In August 1931, Pratt gained national attention for an article he wrote criticizing a judge who Pratt thought handled a case with prejudice against Filipino defendants. A small race riot broke out on a vineyard and a judge fined seven Filipino men $10 while giving three white men suspended jail sentences. The judge cited Pratt for contempt of court for him writing an editorial arguing all defendants should have been treated equally. The charges were late dropped. During World War II, Pratt wrote in support of Japanese Americans who were discriminated against. He spoke to a state senate committee to defend the right of Japanese Americans to return to their homes after the internment of Japanese Americans ceased.

In 1947, Pratt and Byfield sold the Enterprise to Stauffer Communications. Gordon P. Martin was made the paper's editor and general manager. Pratt went on to work as an assistant journalism professor at San Jose State College and was the school's first director of public relations. He also wrote a book on the two decades he edited the paper called "A Weekly Miracle: How a California newspaper coped with the Great Depression, World War II and the evacuation of Japanese-Americans."

In 1953, Roy Brock, owner of the Kingsburg Recorder, became co-owner of the Enterprise with Benton Bowen and Edwin E. Jacobs, Jr. Brock won the Justus F. Craemer Newspaper Executive of the Year Award from the California Press Foundation in 1984. His son James Brock, who was also a publisher of the Enterprise, won the same award in 1999.

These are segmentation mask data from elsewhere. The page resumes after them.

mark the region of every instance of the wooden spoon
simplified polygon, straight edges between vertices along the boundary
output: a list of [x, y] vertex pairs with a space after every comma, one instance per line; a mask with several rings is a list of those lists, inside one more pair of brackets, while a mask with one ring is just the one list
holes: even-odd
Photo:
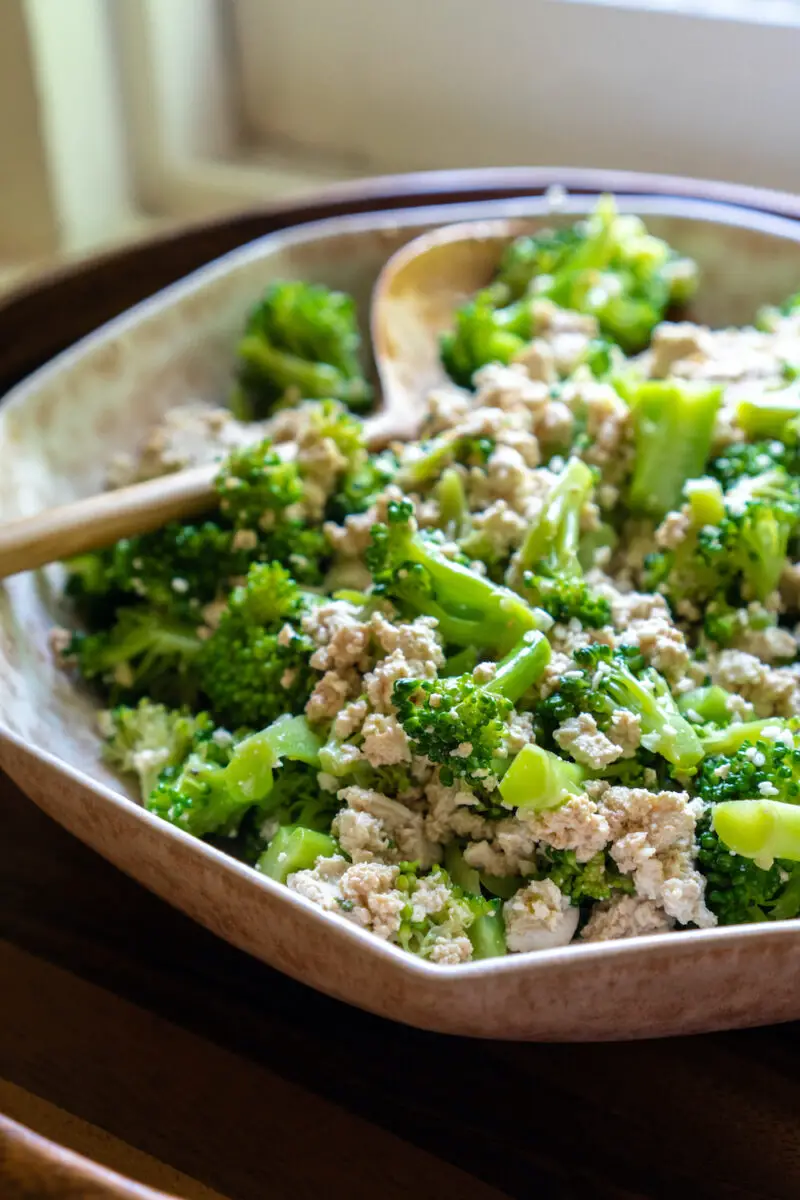
[[[372, 297], [382, 399], [365, 421], [371, 449], [418, 435], [428, 392], [446, 382], [439, 335], [452, 326], [455, 309], [489, 282], [504, 245], [526, 228], [521, 221], [449, 225], [386, 263]], [[216, 462], [191, 467], [0, 525], [0, 579], [208, 512], [218, 469]]]

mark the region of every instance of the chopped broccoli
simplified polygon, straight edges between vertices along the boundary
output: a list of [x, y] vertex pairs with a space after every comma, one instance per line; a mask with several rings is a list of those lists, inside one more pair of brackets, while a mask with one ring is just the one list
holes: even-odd
[[[764, 737], [765, 730], [771, 735]], [[695, 780], [710, 803], [800, 801], [800, 750], [790, 728], [774, 719], [730, 725], [703, 738], [706, 757]]]
[[756, 317], [756, 328], [765, 333], [774, 333], [781, 321], [800, 311], [800, 292], [795, 292], [780, 304], [766, 304]]
[[239, 342], [234, 412], [253, 420], [278, 405], [327, 397], [360, 412], [372, 402], [360, 349], [350, 296], [308, 283], [274, 283]]
[[257, 729], [302, 710], [317, 679], [308, 663], [314, 644], [293, 622], [310, 602], [279, 563], [250, 568], [197, 657], [200, 684], [217, 720]]
[[765, 869], [734, 854], [706, 813], [697, 826], [697, 865], [706, 877], [706, 904], [720, 925], [800, 916], [800, 869], [775, 862]]
[[250, 808], [268, 803], [281, 760], [318, 763], [319, 746], [304, 717], [281, 717], [232, 746], [208, 739], [162, 771], [147, 807], [195, 837], [234, 833]]
[[555, 621], [572, 617], [584, 626], [608, 624], [611, 608], [583, 578], [579, 559], [581, 509], [590, 499], [594, 476], [571, 458], [533, 519], [507, 582]]
[[783, 800], [726, 800], [711, 811], [720, 841], [758, 867], [775, 859], [800, 863], [800, 805]]
[[507, 588], [447, 559], [417, 530], [408, 500], [388, 506], [388, 524], [375, 525], [367, 550], [374, 593], [410, 614], [436, 617], [445, 642], [504, 653], [526, 630], [550, 618]]
[[478, 292], [456, 313], [455, 330], [442, 335], [442, 362], [450, 378], [468, 388], [479, 367], [510, 363], [532, 337], [529, 300], [498, 308], [491, 291]]
[[742, 399], [736, 406], [736, 424], [748, 438], [782, 439], [788, 422], [798, 417], [800, 387], [796, 382]]
[[440, 434], [429, 442], [422, 442], [413, 452], [406, 450], [400, 462], [397, 482], [409, 491], [419, 491], [437, 480], [454, 463], [461, 463], [465, 467], [484, 466], [493, 449], [492, 438]]
[[730, 692], [717, 684], [692, 688], [678, 697], [678, 711], [693, 725], [727, 725], [731, 719], [730, 698]]
[[534, 632], [498, 663], [486, 683], [476, 683], [471, 674], [433, 681], [397, 680], [393, 700], [415, 752], [442, 764], [444, 782], [456, 775], [480, 780], [493, 774], [494, 760], [505, 756], [514, 703], [541, 676], [549, 660], [547, 639]]
[[[536, 297], [595, 316], [607, 338], [633, 353], [646, 346], [668, 305], [685, 303], [695, 284], [689, 259], [603, 196], [571, 228], [510, 243], [494, 282], [456, 314], [455, 331], [442, 339], [442, 361], [465, 387], [484, 363], [510, 362], [535, 332]], [[599, 365], [608, 369], [608, 355]]]
[[[693, 521], [675, 550], [649, 556], [648, 582], [673, 604], [714, 608], [706, 616], [713, 640], [736, 632], [727, 621], [742, 600], [764, 601], [778, 586], [789, 540], [800, 525], [800, 481], [782, 467], [741, 475], [714, 521]], [[730, 628], [729, 628], [730, 626]]]
[[389, 450], [356, 461], [345, 471], [328, 500], [327, 516], [332, 521], [343, 521], [353, 513], [366, 512], [396, 473], [397, 458]]
[[742, 476], [763, 475], [774, 467], [784, 467], [796, 474], [798, 461], [796, 439], [780, 441], [769, 438], [757, 442], [733, 442], [708, 464], [708, 472], [727, 490]]
[[200, 645], [193, 626], [137, 605], [120, 609], [108, 629], [73, 634], [64, 658], [106, 686], [112, 703], [147, 696], [180, 707], [197, 694]]
[[622, 875], [604, 850], [587, 862], [578, 862], [574, 850], [539, 847], [539, 874], [569, 896], [572, 904], [608, 900], [615, 892], [634, 892], [633, 880]]
[[687, 479], [702, 475], [722, 387], [650, 379], [630, 389], [635, 458], [628, 501], [660, 518], [680, 504]]
[[103, 597], [118, 603], [142, 599], [165, 614], [197, 623], [201, 609], [264, 552], [262, 540], [242, 545], [234, 529], [216, 521], [173, 521], [71, 559], [66, 591], [93, 626], [102, 611], [95, 602]]
[[660, 754], [681, 771], [690, 771], [703, 757], [697, 733], [681, 715], [669, 687], [650, 668], [631, 669], [637, 651], [584, 646], [573, 658], [577, 670], [566, 672], [558, 689], [537, 708], [537, 717], [553, 730], [581, 712], [591, 713], [600, 729], [607, 728], [615, 709], [635, 713], [641, 722], [642, 745]]
[[495, 958], [506, 953], [505, 930], [496, 901], [466, 892], [453, 883], [443, 867], [434, 867], [427, 878], [447, 889], [444, 905], [435, 912], [414, 904], [414, 893], [420, 884], [418, 865], [400, 864], [396, 886], [408, 895], [398, 932], [403, 949], [429, 958], [437, 940], [467, 936], [472, 942], [474, 959]]
[[215, 730], [208, 713], [192, 716], [147, 699], [134, 708], [120, 704], [102, 713], [100, 726], [105, 735], [103, 757], [138, 777], [142, 800], [147, 800], [165, 767], [179, 766]]
[[550, 750], [530, 743], [523, 746], [500, 780], [503, 804], [509, 808], [558, 808], [570, 796], [580, 795], [586, 772]]
[[311, 870], [318, 858], [336, 853], [332, 837], [302, 825], [282, 825], [256, 863], [256, 870], [277, 883], [286, 883], [295, 871]]

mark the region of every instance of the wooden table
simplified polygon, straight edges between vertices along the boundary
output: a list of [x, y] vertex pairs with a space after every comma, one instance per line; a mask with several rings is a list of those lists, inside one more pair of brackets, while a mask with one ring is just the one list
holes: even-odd
[[[0, 392], [134, 300], [280, 224], [550, 178], [373, 187], [62, 272], [0, 302]], [[800, 1196], [795, 1026], [580, 1046], [422, 1033], [218, 941], [2, 776], [0, 822], [0, 1111], [33, 1131], [0, 1121], [0, 1200], [143, 1197], [36, 1134], [187, 1198]]]

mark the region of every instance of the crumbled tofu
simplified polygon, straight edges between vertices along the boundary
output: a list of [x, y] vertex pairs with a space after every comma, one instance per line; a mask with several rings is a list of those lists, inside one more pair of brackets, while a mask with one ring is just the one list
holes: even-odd
[[578, 928], [579, 916], [551, 880], [529, 883], [503, 905], [508, 948], [521, 954], [566, 946]]
[[361, 753], [370, 766], [392, 766], [411, 762], [411, 750], [403, 726], [396, 717], [370, 713], [361, 727], [364, 742]]
[[594, 906], [581, 938], [585, 942], [608, 942], [646, 933], [668, 933], [673, 925], [674, 921], [652, 900], [619, 895]]
[[418, 860], [427, 868], [439, 861], [441, 847], [427, 837], [421, 813], [412, 812], [399, 800], [392, 800], [372, 788], [346, 787], [338, 796], [349, 808], [359, 813], [369, 813], [381, 822], [392, 842], [392, 862]]
[[570, 717], [559, 725], [553, 737], [575, 762], [595, 771], [622, 757], [622, 748], [597, 728], [591, 713]]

James Brock sold the Recorder and Enterprise in 2000 to Pulitzer, Inc., along with a free advertiser called the South County News. Pultizer was acquired by Lee Enterprises in 2005. Lee combined the Selma Enterprise with the Kingsburg Recorder in July 2015, consolidating printing operations at the Santa Maria Times printing location. In 2020, Lee sold the Enterprise and several other papers in Central California to Santa Maria California News Media Inc., a newly formed company led by a group of Canadian newspaper executives. In 2025, Lowell Clark Pratt was inducted into the California Newspaper Hall of Fame.